The ability of the ASC/GelMA hydrogel to repair SCI was also assessed by examining the recovery of hindlimb locomotor function. Thus, the BBB scoring system and inclined plate test were applied to evaluate the motor functional recovery of the rats with SCI from weeks 1 to 6 following surgery. Higher BBB scores or inclined angles represent an improved motor function and vice versa. In the beginning, the rats with SCI exhibited a significant decrease in both BBB scores and inclined angles, suggesting the loss of motor function following SCI. Subsequently, there were overall upward trends in both BBB scores and inclined angles for rats with SCI, suggesting the gradual recovery of their motor function. The GelMA/ASC groups presented significantly higher scores (P<0.05) and inclined angles (P<0.01) than the SCI group from 3 weeks post-injury onward up to the final evaluation (Fig. 4A and B). In particular, the GelMA/ASC group exhibited an improved therapeutic efficacy than single ASC treatment from the second week after surgery to the time of sacrifice.

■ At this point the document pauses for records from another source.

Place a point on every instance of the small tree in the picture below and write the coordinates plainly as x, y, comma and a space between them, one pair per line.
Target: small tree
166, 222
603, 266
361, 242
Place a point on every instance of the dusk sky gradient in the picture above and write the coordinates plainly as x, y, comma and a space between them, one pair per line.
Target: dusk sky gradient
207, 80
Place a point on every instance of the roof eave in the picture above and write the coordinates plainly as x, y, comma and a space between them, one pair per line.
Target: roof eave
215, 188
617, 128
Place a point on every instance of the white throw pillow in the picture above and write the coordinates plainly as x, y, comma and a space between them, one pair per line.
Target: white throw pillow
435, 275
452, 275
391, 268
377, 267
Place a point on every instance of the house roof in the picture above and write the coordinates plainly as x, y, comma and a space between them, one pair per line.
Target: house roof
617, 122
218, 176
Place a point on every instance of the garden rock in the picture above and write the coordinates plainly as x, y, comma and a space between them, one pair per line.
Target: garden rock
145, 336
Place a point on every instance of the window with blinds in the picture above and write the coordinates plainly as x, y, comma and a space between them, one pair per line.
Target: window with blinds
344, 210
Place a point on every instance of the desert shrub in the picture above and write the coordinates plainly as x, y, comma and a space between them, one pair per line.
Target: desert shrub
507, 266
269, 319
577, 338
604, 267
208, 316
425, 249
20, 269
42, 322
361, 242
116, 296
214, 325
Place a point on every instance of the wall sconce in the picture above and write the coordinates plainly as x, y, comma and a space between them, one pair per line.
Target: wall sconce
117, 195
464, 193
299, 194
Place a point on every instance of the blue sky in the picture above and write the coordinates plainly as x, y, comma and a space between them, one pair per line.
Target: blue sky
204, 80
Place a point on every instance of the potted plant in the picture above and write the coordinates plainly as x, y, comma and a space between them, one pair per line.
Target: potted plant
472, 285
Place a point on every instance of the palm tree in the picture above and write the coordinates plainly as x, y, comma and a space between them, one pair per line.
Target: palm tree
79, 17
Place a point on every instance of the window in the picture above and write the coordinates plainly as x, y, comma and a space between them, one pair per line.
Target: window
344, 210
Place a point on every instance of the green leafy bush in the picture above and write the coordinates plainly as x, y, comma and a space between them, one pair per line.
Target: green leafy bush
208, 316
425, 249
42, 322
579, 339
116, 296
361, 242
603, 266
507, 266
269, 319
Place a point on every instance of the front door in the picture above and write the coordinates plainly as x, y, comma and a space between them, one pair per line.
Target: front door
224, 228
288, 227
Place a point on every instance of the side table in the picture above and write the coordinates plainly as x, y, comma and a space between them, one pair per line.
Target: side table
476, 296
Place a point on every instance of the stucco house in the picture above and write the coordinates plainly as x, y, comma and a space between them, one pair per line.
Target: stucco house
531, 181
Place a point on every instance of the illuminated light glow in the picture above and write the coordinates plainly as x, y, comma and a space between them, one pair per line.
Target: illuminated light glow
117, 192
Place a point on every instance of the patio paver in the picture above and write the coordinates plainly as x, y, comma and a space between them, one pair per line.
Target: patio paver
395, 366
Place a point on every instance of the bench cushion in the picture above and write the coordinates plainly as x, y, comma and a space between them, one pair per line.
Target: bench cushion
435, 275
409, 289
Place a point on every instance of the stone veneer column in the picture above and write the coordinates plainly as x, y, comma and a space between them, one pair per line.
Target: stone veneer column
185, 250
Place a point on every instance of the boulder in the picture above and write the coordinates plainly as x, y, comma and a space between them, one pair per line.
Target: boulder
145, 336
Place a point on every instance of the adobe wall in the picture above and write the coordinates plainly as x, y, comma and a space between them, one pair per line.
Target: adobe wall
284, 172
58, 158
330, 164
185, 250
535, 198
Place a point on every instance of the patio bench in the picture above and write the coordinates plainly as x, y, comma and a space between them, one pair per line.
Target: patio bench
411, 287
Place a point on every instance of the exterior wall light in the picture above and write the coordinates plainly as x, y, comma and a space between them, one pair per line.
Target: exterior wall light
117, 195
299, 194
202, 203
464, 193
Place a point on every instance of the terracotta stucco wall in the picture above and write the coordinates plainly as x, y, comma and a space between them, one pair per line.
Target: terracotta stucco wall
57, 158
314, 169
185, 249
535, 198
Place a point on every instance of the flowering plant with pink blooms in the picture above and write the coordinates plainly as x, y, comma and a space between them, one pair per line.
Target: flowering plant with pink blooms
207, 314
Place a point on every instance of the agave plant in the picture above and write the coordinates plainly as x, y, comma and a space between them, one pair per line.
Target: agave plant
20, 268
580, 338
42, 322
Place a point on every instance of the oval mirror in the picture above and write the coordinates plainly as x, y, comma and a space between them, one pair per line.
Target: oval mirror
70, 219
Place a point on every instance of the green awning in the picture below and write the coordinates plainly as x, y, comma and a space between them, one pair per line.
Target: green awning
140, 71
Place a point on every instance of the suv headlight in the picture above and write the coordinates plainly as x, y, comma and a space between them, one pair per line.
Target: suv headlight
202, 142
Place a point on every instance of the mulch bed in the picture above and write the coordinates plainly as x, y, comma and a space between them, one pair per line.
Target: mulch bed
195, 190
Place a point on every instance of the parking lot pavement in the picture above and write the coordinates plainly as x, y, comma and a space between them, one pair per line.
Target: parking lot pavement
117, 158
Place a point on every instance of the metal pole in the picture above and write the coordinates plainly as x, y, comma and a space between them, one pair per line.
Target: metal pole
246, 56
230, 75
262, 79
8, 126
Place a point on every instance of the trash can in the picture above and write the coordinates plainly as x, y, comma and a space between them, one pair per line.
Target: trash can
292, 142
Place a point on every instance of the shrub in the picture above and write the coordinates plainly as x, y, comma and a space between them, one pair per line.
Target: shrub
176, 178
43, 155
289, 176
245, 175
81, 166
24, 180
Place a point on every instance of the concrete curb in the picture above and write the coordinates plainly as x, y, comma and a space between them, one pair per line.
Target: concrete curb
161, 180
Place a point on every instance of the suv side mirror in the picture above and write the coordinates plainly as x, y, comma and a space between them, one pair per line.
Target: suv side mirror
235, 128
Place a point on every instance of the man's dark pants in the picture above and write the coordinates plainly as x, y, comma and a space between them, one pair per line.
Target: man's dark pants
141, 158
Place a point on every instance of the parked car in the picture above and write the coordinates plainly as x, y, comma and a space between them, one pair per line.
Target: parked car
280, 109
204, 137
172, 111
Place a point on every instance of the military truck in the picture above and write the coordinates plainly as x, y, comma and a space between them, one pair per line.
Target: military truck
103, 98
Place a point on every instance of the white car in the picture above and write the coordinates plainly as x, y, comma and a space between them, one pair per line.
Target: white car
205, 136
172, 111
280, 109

To investigate cell apoptosis, TUNEL staining and Bcl-2 immunochemistry were performed on the 7th day. For TUNEL staining, compared with the sham group, the number of apoptotic cells in the SCI group was increased (Fig. 5A). The ASC (P<0.01) and GelMA/ASC (P<0.001) groups both exhibited a significantly decreased number of apoptotic cells compared with the SCI group, and GelMA/ASC treatment was found to be more advantageous as compared with single ASC treatment in inhibiting cell apoptosis (P<0.05) (Fig. 5C).

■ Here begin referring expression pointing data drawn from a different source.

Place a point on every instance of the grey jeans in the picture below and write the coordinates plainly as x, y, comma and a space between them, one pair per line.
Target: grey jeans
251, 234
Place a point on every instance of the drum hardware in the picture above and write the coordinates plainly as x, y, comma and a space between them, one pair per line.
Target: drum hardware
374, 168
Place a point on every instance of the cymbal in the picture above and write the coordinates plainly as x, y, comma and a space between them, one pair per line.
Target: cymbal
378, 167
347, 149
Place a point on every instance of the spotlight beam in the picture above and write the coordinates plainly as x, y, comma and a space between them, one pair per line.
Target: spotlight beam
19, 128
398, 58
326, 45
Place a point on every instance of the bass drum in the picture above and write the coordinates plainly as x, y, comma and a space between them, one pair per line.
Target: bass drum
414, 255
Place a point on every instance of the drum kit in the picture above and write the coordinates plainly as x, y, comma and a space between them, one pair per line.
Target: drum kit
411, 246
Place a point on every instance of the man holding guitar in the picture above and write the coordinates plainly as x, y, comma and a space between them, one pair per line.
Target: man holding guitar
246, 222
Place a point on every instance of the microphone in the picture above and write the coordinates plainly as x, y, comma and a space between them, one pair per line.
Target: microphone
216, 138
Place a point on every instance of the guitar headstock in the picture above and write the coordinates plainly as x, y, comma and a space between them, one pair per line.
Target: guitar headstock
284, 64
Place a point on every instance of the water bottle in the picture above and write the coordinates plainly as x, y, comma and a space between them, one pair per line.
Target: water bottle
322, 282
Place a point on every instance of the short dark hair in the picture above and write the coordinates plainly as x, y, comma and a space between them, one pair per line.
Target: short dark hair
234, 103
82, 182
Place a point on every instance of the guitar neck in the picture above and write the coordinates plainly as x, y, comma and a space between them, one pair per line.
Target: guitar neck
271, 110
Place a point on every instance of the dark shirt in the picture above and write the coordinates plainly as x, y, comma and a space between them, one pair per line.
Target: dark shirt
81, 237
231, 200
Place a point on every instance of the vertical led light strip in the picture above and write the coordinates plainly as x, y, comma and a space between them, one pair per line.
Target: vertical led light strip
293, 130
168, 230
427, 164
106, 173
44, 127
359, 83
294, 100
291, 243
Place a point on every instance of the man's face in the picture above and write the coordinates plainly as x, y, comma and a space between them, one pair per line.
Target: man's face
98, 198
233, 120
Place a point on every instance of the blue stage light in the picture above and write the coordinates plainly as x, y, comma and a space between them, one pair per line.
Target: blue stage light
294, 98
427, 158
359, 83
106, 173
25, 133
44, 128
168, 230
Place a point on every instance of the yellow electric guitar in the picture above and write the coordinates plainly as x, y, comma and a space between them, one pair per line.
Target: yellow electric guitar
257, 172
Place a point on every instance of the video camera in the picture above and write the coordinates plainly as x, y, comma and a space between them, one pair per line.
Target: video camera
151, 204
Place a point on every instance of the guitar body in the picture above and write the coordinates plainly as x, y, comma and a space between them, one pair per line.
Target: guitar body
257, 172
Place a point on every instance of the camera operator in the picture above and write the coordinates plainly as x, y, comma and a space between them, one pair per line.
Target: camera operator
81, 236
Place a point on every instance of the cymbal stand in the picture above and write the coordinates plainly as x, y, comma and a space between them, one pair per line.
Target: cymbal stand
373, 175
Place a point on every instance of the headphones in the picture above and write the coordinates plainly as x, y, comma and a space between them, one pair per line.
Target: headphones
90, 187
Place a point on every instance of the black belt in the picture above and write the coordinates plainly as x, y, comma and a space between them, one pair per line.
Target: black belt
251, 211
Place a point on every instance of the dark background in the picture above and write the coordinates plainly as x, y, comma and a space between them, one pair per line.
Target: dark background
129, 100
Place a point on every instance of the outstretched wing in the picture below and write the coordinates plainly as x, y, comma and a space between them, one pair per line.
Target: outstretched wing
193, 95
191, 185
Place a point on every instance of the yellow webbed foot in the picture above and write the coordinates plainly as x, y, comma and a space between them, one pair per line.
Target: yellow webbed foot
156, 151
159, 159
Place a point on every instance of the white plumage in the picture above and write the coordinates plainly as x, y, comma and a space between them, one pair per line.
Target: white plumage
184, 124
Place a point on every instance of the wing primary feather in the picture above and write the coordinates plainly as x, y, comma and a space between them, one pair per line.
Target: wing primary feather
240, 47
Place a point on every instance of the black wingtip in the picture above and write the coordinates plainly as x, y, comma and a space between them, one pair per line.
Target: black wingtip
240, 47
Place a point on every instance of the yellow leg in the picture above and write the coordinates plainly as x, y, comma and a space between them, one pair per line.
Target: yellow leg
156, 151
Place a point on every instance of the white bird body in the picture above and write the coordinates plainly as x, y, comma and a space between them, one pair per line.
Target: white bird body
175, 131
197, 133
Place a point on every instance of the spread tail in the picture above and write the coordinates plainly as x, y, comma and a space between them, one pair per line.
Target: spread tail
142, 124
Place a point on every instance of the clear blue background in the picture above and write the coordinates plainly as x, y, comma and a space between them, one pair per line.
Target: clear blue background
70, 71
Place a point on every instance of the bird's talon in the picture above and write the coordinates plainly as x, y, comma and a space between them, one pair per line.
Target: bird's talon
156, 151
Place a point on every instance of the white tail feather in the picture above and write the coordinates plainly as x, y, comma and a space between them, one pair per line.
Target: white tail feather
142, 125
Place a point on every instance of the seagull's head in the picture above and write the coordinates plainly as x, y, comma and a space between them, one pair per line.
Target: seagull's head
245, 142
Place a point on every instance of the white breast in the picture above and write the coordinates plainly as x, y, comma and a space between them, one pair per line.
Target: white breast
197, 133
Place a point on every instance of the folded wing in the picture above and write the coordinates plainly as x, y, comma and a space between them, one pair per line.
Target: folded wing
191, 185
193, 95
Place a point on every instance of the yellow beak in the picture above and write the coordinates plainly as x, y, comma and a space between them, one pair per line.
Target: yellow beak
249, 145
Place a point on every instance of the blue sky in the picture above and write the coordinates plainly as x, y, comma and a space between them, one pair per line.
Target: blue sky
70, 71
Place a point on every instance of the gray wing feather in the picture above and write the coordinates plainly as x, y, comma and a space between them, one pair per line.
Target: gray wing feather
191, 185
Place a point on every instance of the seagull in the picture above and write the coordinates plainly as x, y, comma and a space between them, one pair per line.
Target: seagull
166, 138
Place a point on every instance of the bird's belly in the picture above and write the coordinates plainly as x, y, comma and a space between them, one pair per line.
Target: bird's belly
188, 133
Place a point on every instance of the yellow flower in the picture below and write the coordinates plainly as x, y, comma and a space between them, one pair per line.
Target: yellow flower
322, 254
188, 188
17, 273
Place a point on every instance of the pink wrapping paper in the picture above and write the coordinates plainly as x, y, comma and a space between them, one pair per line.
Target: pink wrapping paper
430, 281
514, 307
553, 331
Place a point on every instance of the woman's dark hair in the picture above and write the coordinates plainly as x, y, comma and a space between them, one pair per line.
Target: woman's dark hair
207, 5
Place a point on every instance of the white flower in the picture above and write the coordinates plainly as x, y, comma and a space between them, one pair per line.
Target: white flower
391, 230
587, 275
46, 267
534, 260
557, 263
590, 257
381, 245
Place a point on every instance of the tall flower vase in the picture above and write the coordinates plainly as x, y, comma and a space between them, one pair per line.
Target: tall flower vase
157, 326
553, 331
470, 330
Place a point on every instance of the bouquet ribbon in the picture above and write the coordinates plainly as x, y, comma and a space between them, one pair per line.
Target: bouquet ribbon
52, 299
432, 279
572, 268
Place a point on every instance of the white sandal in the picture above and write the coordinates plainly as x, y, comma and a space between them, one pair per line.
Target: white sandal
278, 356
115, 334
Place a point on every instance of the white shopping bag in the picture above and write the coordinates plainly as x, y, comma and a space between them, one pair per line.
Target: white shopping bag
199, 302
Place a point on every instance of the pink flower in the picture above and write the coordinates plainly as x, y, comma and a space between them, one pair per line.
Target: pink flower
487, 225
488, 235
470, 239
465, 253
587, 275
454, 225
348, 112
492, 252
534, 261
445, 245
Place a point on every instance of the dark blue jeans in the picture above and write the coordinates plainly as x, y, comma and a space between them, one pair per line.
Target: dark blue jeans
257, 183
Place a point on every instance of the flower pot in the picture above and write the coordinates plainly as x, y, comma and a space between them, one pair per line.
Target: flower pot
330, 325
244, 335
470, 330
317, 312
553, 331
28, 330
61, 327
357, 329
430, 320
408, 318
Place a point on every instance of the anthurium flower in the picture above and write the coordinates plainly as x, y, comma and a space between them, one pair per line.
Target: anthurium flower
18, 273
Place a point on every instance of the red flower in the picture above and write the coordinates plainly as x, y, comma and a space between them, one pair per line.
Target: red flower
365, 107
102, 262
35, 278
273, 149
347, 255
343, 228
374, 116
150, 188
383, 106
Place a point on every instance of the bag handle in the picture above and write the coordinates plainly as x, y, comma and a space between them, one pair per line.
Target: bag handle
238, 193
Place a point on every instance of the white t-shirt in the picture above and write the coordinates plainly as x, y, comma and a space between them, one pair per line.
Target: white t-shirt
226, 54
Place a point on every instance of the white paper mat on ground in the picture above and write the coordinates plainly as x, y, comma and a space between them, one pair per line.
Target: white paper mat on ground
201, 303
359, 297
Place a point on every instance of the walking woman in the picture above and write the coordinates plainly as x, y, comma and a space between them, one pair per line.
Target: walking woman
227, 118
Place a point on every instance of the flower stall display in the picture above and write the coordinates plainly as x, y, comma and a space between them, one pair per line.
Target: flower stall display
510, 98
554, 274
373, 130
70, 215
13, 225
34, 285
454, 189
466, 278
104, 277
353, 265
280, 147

The Bcl-2 positive cells exhibited a brown-stained cytoplasm. In the sham group, a great number of Bcl-2 positive cells appeared, while in the SCI group, only a small number of cells were Bcl-2-immunoreactive (Fig. 5B). In the ASC group, there were more Bcl-2-positive cells than SCI group (P<0.01); however, this number was lower than that in the GelMA/ASC group (P<0.05) (Fig. 5D).

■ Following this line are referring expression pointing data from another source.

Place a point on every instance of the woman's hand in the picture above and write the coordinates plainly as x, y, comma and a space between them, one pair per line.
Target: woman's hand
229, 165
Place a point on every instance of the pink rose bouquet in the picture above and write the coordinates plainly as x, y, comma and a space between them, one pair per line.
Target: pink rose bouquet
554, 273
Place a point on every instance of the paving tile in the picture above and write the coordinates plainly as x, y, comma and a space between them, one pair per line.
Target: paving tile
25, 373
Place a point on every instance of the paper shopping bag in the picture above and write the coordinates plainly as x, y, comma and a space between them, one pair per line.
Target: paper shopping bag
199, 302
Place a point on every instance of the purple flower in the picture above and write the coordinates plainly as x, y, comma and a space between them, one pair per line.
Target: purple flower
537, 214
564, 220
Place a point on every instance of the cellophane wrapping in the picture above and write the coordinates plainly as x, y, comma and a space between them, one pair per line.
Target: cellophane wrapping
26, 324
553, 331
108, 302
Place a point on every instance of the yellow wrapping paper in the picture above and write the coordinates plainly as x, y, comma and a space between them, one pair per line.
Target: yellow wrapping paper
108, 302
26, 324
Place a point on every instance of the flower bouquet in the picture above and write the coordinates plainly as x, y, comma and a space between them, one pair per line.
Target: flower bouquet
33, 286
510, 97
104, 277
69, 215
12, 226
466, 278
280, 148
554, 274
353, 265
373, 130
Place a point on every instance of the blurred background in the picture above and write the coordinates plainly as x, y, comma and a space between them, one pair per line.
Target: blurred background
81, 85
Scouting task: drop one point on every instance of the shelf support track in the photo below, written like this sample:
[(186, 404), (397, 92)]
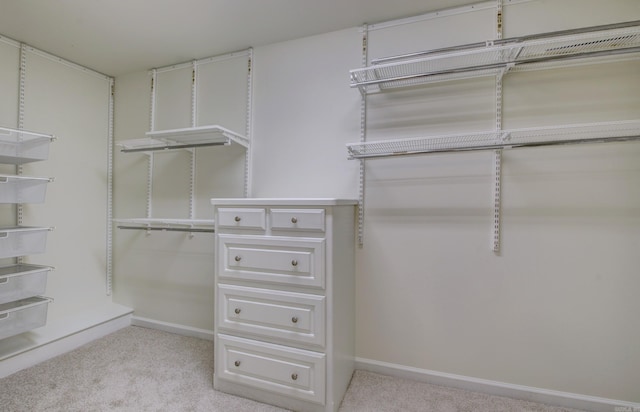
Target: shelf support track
[(497, 156), (109, 272), (363, 138)]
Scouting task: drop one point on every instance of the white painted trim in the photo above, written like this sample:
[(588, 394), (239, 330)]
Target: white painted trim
[(9, 41), (527, 393), (205, 60), (62, 345), (67, 63), (172, 328), (433, 15)]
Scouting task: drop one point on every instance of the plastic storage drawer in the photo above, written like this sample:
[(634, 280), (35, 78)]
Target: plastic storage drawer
[(21, 189), (20, 146), (22, 240), (22, 315), (22, 281)]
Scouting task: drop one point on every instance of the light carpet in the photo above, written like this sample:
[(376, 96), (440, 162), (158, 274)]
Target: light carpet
[(139, 369)]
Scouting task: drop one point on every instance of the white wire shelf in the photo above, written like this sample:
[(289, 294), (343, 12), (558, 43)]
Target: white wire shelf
[(22, 146), (504, 139), (176, 225), (495, 57), (185, 138)]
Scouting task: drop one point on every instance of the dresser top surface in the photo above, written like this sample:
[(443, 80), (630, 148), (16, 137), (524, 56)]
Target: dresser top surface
[(257, 201)]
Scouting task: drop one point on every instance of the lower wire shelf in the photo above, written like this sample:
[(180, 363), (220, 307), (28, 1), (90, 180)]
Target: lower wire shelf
[(501, 139)]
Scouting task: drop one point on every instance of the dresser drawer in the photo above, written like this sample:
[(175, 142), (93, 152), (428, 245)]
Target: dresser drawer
[(288, 316), (279, 369), (278, 260), (297, 219), (242, 218)]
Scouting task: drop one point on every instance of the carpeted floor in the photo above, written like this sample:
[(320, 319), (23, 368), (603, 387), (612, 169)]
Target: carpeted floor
[(139, 369)]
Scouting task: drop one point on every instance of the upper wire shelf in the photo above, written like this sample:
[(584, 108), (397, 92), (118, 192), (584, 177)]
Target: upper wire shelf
[(504, 139), (19, 146), (177, 225), (185, 138), (496, 57)]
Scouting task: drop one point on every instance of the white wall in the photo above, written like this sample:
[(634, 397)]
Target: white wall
[(72, 103), (555, 309)]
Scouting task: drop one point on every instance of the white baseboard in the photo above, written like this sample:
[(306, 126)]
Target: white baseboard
[(172, 328), (549, 397), (56, 339)]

The levels of apoptosis-related proteins, caspase-3 and Bcl-2, were further verified using western blot analysis. The results of quantitative analysis demonstrated that, following SCI, the expression of the pro-apoptotic protein, caspase-3, significantly increased (P<0.01), indicating a higher rate of cell death, while GelMA/ASC transplantation decreased the protein level of caspase-3 (P<0.05). The expression of the anti-apoptotic protein, Bcl-2, was consistent with the results of immunochemistry. Compared with the SCI group, the protein expression of Bcl-2 in the ASC (P<0.05) and GelMA/ASC group (P<0.01) was significantly increased (Fig. 6A and B).

To examine the mechanisms of GelMA/ASCs in inhibiting cell apoptosis following SCI, three important components of the MAPK family were detected, including p38, ERK1/2 and JNK1/2. It was found that the activity of the MAPK family was activated following SCI compared with that of the sham group (p38: P<0.01; ERK1/2 and JNK1/2: P<0.05) (Fig. 6C and D). However, transplantation treatment decreased the phosphorylation level of p38 signaling (ASCs: P<0.05; GelMA/ASCs: P<0.01), while that of ERK1/2 and JNK1/2 signaling were relatively unaltered (Fig. 6C and D). Collectively, the results indicated that GelMA/ASC treatment decreased cell apoptosis following SCI and that these effects may be mediated via the p38 MAPK pathway.